The only thing that didn't make sense is this: I thought that when Jesus came back it was a big event.  You know lead story in all the papers, surely worth an alert on my iPad news app, you know, the rapture and all that apocalypse stuff. It is supposed to be a big deal. I hadn't heard about it and I am relatively informed.  
That very thought began to bother me.  Maybe I just wasn't on the Rapture list.  Or what if the rapture is actually some sort of "flash mob" event.  I don't follow Jesus on twitter; I don't even know his Twitter account name.  JC@, TheOne@, Suffer4U@, NoSin@ I really couldn't be sure.  So perhaps Jesus had set the rapture up with all the people who do follow him.  Suddenly the word "follower" took on a whole new meaning in this digital age of theology. Through Twitter Jesus could have arranged with all his followers to meet  him right here at the CBTL in Hollywood, after church.  Then at the exact right time Jesus would stand up and yell, "Hallelujah", and the entire patronage would disappear, leaving behind only steaming cups of latt├ęs. 
I waited around for a while, and Jesus kept texting.  I figured if it was the rapture I would grab onto someone when they started sparking and stowaway to heaven.  But Jesus kept on texting, and Sandi was in the car waiting for me.  I didn't really want to go without her.  She will be one of the few people who might stick up for me if I make it to heaven.  So... I got my Ice Blended Mocha and left.  But fore-warned is fore-armed as they say.

I got out my Blackberry and I looked for Jesus on Twitter.

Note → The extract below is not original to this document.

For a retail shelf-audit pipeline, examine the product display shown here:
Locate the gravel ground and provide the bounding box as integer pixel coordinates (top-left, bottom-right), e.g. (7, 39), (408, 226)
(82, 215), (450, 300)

He's there and this is what I found...

Do not be sorry my child. Urination is nothing compared to what Judas did to me.

It is obvious from this Tweet that Jesus is back logged with some bed wetting issues and has not been able to deal with the rapture yet.  I think my chances are better hanging out at the Coffee Bean and Tea Leaf in Hollywood than following him on Twitter.  Perhaps St. Peter will let me in with my own Ice Blended Mocha in hand.  I'll see all you true believers there.
As you were,


Tiffany Cox said...

I always liked this one:

Mean John Dean said...

Jay, I would believe you but now that you can buy a Snuggy® in the mall I bet he was was just some guy.